El segundo paso es explicar el carácter insuperable de este abismo entre el lunar humano y la flor fina. Esta distancia debe ser preservada por la devoción y la obediencia: “El liberalismo no apoyaba la hipótesis de una sociedad basada en fundamentos puramente seculares, en la que veía barreras demasiado frágiles para evitar que la libertad degenerara en libertinaje”, y, por tanto, el liberalismo quería preservar a Dios y al rey, las autoridades celestiales que imponen el orden, prohibiendo “la libertad para degenerar en libertinaje”, el peor de los temores. Así, “para los liberales, las sociedades eran organismos complejos que podían y debían evolucionar con orden y tranquilidad, sin choques ni violencias”, sentencia MFB.
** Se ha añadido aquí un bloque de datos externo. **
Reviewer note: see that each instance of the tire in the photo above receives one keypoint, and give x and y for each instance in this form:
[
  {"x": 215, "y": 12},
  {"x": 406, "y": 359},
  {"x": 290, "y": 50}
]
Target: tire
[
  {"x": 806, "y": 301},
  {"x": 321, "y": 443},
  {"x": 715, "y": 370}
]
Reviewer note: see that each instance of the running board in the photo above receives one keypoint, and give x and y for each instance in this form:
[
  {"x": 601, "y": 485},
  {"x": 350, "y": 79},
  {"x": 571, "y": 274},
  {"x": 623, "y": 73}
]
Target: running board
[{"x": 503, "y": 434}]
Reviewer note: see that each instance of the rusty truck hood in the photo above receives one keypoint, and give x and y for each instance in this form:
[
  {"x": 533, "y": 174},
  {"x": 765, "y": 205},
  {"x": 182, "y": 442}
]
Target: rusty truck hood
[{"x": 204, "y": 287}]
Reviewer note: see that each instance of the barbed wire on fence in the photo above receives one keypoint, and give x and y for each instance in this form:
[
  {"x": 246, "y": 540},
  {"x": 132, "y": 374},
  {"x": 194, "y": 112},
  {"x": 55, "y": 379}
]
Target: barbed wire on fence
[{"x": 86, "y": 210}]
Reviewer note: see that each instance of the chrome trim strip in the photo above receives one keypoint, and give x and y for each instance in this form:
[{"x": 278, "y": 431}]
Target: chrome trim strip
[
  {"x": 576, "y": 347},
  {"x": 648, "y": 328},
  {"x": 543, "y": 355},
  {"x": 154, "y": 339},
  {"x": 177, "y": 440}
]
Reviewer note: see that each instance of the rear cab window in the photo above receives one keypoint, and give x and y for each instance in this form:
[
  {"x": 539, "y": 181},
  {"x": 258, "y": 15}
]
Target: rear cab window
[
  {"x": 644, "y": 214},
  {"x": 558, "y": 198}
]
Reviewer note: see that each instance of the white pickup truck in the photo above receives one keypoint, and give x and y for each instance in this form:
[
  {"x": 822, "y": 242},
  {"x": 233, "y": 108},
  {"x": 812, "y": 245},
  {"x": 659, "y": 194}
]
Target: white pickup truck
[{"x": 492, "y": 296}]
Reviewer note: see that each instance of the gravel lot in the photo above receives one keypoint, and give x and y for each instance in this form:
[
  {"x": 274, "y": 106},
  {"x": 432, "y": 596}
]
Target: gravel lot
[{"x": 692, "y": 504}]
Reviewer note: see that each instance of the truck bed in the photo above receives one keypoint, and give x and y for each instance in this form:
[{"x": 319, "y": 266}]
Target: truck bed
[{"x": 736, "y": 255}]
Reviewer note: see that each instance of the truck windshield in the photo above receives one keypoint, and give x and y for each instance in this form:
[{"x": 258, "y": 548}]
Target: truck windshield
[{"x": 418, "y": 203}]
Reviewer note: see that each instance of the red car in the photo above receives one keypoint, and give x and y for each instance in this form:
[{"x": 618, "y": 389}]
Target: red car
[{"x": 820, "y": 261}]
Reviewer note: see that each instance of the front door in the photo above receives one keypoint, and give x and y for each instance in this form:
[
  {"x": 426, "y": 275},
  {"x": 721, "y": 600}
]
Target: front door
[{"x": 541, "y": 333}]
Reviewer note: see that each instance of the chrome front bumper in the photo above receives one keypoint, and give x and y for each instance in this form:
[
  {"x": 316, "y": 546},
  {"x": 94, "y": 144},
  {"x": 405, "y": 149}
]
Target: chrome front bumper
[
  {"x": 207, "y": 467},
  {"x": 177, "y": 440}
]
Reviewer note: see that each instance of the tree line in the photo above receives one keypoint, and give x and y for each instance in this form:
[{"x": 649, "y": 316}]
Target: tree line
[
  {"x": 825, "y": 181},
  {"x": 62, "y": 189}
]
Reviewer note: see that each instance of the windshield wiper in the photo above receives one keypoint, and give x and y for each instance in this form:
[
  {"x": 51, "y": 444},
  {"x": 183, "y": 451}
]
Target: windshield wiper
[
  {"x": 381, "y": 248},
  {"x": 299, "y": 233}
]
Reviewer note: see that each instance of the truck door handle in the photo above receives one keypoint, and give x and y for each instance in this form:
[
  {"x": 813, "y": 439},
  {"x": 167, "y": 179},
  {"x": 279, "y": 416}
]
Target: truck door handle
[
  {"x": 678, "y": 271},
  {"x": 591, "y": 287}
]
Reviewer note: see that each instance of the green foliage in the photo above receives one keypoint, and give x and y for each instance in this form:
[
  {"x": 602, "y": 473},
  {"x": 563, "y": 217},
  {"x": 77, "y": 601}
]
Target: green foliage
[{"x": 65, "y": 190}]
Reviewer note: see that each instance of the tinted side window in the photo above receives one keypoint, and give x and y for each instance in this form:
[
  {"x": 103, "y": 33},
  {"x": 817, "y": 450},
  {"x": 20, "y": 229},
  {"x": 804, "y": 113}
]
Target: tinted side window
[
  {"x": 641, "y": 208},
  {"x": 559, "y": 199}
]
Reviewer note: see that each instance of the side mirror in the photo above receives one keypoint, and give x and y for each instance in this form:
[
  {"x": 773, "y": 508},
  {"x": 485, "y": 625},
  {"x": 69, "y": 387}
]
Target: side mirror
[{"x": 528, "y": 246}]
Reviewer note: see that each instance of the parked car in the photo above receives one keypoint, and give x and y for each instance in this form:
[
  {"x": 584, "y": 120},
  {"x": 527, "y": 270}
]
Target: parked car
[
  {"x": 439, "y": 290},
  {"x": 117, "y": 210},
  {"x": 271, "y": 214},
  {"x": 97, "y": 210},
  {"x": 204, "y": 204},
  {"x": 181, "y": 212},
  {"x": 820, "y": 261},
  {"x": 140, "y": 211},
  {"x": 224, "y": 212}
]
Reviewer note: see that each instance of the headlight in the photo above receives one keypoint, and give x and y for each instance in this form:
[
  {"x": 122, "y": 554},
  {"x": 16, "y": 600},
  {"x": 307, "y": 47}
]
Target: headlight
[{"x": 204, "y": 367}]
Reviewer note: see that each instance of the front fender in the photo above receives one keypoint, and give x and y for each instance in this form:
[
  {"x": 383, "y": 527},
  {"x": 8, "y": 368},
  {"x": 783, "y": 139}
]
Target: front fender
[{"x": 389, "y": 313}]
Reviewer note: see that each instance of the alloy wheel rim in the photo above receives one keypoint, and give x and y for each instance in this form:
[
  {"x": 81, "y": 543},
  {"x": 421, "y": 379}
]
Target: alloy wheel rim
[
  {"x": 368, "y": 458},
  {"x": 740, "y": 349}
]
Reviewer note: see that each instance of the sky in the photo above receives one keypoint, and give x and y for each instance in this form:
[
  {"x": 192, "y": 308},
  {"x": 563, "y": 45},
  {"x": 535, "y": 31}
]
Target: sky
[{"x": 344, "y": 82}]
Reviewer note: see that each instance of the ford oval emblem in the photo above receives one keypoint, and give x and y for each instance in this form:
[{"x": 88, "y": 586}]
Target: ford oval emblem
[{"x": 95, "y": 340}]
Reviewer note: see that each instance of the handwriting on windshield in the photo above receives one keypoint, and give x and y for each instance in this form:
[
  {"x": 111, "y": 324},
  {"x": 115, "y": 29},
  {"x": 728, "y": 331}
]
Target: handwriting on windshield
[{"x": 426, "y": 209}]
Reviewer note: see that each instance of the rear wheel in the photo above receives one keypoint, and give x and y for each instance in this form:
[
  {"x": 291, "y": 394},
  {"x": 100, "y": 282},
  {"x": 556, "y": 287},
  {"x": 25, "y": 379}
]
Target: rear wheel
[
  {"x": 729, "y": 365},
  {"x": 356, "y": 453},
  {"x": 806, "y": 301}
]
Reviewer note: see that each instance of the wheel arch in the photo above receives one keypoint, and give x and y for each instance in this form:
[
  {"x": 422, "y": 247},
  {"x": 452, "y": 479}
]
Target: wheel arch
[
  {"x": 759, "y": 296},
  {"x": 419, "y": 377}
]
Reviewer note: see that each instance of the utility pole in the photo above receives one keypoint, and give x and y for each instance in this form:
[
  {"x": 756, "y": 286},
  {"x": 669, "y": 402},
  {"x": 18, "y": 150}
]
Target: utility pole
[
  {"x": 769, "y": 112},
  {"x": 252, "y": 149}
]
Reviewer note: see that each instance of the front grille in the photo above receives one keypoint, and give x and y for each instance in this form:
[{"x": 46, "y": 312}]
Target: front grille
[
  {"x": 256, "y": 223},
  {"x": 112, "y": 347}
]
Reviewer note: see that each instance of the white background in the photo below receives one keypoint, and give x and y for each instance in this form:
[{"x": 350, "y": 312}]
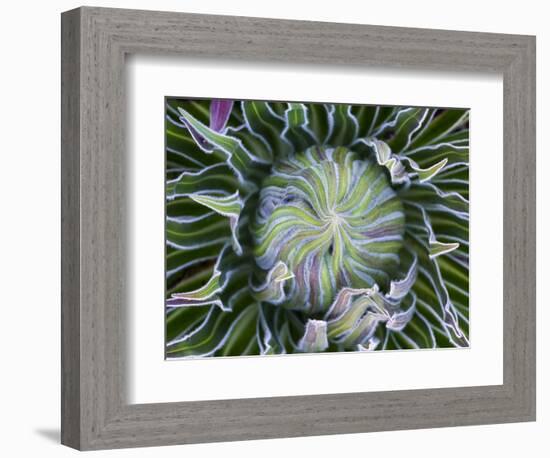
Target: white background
[
  {"x": 29, "y": 229},
  {"x": 150, "y": 79}
]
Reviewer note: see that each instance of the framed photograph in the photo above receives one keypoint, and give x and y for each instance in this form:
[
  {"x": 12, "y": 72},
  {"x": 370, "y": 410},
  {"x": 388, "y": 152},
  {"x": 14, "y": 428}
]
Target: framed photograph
[{"x": 280, "y": 228}]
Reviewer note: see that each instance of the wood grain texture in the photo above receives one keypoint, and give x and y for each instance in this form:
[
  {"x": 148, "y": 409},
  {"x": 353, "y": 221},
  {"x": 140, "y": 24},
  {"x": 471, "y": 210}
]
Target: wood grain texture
[{"x": 95, "y": 413}]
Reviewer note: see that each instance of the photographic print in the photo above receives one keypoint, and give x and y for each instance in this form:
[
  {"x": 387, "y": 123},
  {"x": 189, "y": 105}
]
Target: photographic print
[{"x": 304, "y": 227}]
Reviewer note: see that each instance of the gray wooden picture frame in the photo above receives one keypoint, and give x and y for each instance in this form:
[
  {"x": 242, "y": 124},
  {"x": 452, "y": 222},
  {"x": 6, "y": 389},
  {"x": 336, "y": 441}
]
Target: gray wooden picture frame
[{"x": 95, "y": 412}]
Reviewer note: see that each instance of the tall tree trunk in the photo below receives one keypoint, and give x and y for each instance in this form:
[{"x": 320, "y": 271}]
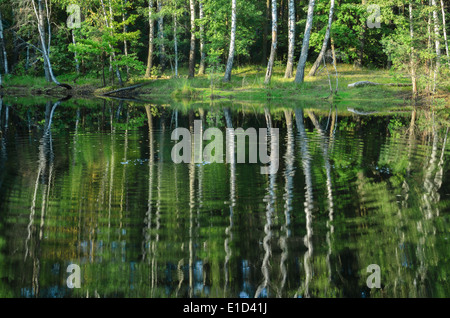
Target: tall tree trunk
[
  {"x": 125, "y": 44},
  {"x": 162, "y": 50},
  {"x": 45, "y": 54},
  {"x": 150, "y": 39},
  {"x": 413, "y": 66},
  {"x": 110, "y": 27},
  {"x": 3, "y": 46},
  {"x": 192, "y": 43},
  {"x": 227, "y": 76},
  {"x": 77, "y": 63},
  {"x": 300, "y": 75},
  {"x": 41, "y": 29},
  {"x": 273, "y": 48},
  {"x": 265, "y": 33},
  {"x": 362, "y": 41},
  {"x": 437, "y": 44},
  {"x": 314, "y": 68},
  {"x": 445, "y": 32},
  {"x": 175, "y": 42},
  {"x": 201, "y": 70},
  {"x": 291, "y": 36}
]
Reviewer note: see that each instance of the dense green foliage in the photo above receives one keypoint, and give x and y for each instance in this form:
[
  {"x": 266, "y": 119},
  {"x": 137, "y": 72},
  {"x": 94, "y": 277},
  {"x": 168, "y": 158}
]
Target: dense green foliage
[{"x": 114, "y": 36}]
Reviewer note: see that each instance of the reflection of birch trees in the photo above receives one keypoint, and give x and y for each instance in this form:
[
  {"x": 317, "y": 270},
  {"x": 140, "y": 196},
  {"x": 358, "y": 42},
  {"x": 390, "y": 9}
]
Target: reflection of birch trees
[
  {"x": 270, "y": 202},
  {"x": 289, "y": 173},
  {"x": 231, "y": 160},
  {"x": 45, "y": 174},
  {"x": 306, "y": 163}
]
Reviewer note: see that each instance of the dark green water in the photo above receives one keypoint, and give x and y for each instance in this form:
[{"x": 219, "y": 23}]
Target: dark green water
[{"x": 99, "y": 189}]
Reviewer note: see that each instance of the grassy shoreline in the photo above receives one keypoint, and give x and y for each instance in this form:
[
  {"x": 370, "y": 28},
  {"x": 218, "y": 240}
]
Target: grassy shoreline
[{"x": 246, "y": 85}]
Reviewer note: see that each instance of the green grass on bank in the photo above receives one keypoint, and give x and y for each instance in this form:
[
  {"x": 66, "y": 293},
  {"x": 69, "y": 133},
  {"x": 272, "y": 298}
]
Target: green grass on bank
[{"x": 247, "y": 84}]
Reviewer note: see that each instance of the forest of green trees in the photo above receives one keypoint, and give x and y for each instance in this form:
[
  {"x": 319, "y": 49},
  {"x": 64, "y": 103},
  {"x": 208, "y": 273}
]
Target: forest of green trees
[{"x": 114, "y": 40}]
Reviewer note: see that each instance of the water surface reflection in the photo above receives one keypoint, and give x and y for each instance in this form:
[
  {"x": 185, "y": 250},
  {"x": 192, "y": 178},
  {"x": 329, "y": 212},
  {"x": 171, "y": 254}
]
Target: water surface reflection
[{"x": 92, "y": 183}]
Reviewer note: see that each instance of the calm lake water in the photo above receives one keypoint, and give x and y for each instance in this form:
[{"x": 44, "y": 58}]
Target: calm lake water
[{"x": 98, "y": 188}]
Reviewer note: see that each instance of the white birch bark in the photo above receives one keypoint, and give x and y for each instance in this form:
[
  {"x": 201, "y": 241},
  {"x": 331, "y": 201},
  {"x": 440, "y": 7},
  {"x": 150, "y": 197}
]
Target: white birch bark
[
  {"x": 445, "y": 32},
  {"x": 291, "y": 37},
  {"x": 150, "y": 39},
  {"x": 227, "y": 76},
  {"x": 319, "y": 59},
  {"x": 201, "y": 69},
  {"x": 300, "y": 75},
  {"x": 273, "y": 48},
  {"x": 192, "y": 42},
  {"x": 3, "y": 44}
]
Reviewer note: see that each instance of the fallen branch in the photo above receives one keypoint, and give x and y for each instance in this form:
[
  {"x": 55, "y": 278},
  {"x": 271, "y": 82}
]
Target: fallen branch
[
  {"x": 367, "y": 83},
  {"x": 129, "y": 88}
]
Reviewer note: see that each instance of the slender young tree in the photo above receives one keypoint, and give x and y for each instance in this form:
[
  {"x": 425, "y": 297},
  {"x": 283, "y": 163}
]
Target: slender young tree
[
  {"x": 151, "y": 36},
  {"x": 413, "y": 59},
  {"x": 39, "y": 12},
  {"x": 162, "y": 49},
  {"x": 444, "y": 29},
  {"x": 192, "y": 42},
  {"x": 227, "y": 76},
  {"x": 109, "y": 25},
  {"x": 201, "y": 69},
  {"x": 319, "y": 59},
  {"x": 291, "y": 36},
  {"x": 300, "y": 75},
  {"x": 3, "y": 46},
  {"x": 175, "y": 37},
  {"x": 437, "y": 44},
  {"x": 273, "y": 47}
]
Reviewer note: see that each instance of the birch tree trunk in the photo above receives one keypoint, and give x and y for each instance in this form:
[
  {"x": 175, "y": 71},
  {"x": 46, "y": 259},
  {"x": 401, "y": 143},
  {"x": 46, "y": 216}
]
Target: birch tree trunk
[
  {"x": 314, "y": 68},
  {"x": 273, "y": 47},
  {"x": 413, "y": 65},
  {"x": 227, "y": 76},
  {"x": 162, "y": 49},
  {"x": 175, "y": 42},
  {"x": 3, "y": 46},
  {"x": 201, "y": 70},
  {"x": 192, "y": 42},
  {"x": 41, "y": 28},
  {"x": 291, "y": 36},
  {"x": 109, "y": 26},
  {"x": 125, "y": 44},
  {"x": 77, "y": 63},
  {"x": 445, "y": 32},
  {"x": 47, "y": 64},
  {"x": 300, "y": 75},
  {"x": 150, "y": 39},
  {"x": 437, "y": 44}
]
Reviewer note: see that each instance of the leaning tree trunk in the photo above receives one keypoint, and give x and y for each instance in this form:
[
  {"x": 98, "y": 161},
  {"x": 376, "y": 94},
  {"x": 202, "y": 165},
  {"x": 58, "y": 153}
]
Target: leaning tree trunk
[
  {"x": 413, "y": 60},
  {"x": 300, "y": 75},
  {"x": 437, "y": 44},
  {"x": 151, "y": 37},
  {"x": 445, "y": 32},
  {"x": 44, "y": 46},
  {"x": 3, "y": 46},
  {"x": 162, "y": 49},
  {"x": 192, "y": 42},
  {"x": 291, "y": 36},
  {"x": 201, "y": 69},
  {"x": 175, "y": 42},
  {"x": 227, "y": 76},
  {"x": 273, "y": 47},
  {"x": 113, "y": 55},
  {"x": 319, "y": 59}
]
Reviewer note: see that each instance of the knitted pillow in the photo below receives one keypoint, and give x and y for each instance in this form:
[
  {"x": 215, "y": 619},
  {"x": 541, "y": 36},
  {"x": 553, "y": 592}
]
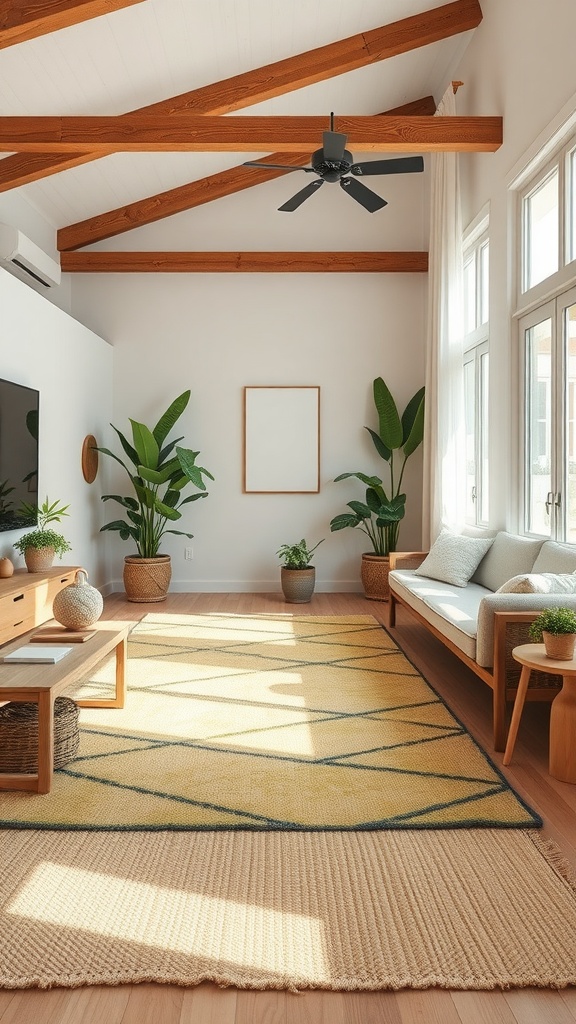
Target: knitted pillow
[
  {"x": 454, "y": 557},
  {"x": 540, "y": 583}
]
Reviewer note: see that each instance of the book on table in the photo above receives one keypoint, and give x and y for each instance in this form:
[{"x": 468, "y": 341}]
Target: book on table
[{"x": 37, "y": 654}]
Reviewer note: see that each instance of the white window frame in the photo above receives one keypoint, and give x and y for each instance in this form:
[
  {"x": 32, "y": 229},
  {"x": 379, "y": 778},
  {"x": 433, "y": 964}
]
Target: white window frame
[{"x": 477, "y": 346}]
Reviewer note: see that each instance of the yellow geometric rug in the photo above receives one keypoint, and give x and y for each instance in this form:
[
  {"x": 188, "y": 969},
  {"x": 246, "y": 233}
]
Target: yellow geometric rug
[{"x": 271, "y": 723}]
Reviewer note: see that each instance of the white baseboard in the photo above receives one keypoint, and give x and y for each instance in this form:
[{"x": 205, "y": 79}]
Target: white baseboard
[{"x": 241, "y": 587}]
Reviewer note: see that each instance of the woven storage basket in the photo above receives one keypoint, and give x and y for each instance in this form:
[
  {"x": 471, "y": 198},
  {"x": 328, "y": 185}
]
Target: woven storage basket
[{"x": 18, "y": 735}]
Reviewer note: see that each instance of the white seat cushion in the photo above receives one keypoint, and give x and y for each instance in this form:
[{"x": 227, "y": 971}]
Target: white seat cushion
[{"x": 452, "y": 609}]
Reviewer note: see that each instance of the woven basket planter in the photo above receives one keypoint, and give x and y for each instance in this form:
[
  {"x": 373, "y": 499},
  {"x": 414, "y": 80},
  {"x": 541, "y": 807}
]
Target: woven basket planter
[
  {"x": 560, "y": 645},
  {"x": 147, "y": 580},
  {"x": 374, "y": 574},
  {"x": 297, "y": 585},
  {"x": 18, "y": 735}
]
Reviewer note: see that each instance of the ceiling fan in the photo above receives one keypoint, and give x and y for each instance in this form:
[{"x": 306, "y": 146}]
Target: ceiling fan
[{"x": 335, "y": 163}]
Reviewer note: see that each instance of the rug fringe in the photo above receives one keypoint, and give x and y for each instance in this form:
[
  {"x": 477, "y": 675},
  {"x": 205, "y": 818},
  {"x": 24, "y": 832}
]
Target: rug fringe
[{"x": 551, "y": 852}]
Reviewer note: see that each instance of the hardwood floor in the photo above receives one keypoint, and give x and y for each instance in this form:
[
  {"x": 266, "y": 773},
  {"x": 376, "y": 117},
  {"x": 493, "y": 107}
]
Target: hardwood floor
[{"x": 469, "y": 699}]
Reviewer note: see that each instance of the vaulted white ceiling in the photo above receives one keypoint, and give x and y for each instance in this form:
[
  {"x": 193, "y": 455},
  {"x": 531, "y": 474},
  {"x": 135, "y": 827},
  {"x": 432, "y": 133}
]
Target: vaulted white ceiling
[{"x": 155, "y": 49}]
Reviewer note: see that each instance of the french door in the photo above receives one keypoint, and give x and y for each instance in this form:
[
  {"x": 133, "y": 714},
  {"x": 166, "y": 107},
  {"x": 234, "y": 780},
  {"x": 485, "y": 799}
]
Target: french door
[{"x": 548, "y": 339}]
Finalmente, en el tercer paso de su demostración del carácter antidemocrático del liberalismo, MFB desprecia a los liberales de los siglos XVIII o XIX a los que me referí, como Adam Smith y Léon Walras, y, donde me concentré en los fundadores de la teoría económica, ella evoca a filósofos y gobernantes. Es un planteamiento interesante, sobre todo porque confirma su tesis, que repite la mía, lo que observo con agrado: cuando llegaron al poder, los liberales demostraron cuánto aborrecían la democracia. Su elección de François Guizot como modelo de político liberal es previsora. Guizot, primer ministro del rey Luis Felipe, defendió sin concesiones el régimen basado en el voto censitario, gracias al cual solo el 0,6% de la población podía acceder a las urnas (si quieres votar, hazte rico, dijo), y, cuando lo consideró oportuno, prohibió las reuniones políticas de sus oponentes. Al frente de un gobierno basado en la corrupción (Víctor Hugo lo comparó con una señora en un burdel, en el sentido de que “el señor Guizot es personalmente incorruptible y gobierna con la corrupción”), el desastre político liderado por Guizot desencadenó la revolución de 1848 y la destitución del rey. Si este es el ejemplo del éxito de un maestro liberal, no es necesario agregar nada más.
MFB, a diferencia de otros liberales más tímidos de nuestro tiempo, no tiene reparos en reclamar esta virtud antidemocrática. Recientemente otra personalidad de la misma creencia quiso explicarme que el apoyo a Pinochet de los premios Nobel Hayek, Friedman y Buchanan, sus héroes, era simplemente una forma de aplicar brutalmente el programa liberal, porque de esta manera abrieron subrepticiamente la puerta de la democracia sobre las tumbas de los chilenos. MFB es más afirmativa: el liberalismo rechaza la democracia y con orgullo, ya que es un peligro, dado que los pueblos son “cada vez más difíciles de contentar” y, por tanto, “las democracias, y Portugal en particular, se enfrentan hoy a problemas que […] parecen insolubles” (11 de febrero, “Público”). Aquí está, la “mayoría ignorante”, clamando insidiosamente por la igualdad y perturbando la “evolución con orden y tranquilidad” de los “organismos complejos” que solo las mentes nobles pueden descifrar. Me imagino que es por eso, con mucho pesar, pero no menos determinación, que MFB, abanderada de este liberalismo antidemocrático, concluye que Portugal necesita “una sacudida de arriba abajo”, una energía que solo intuye en Chega . No podría haber un folleto liberal más esclarecedor que este texto de MFB, que agradezco con una devota reverencia.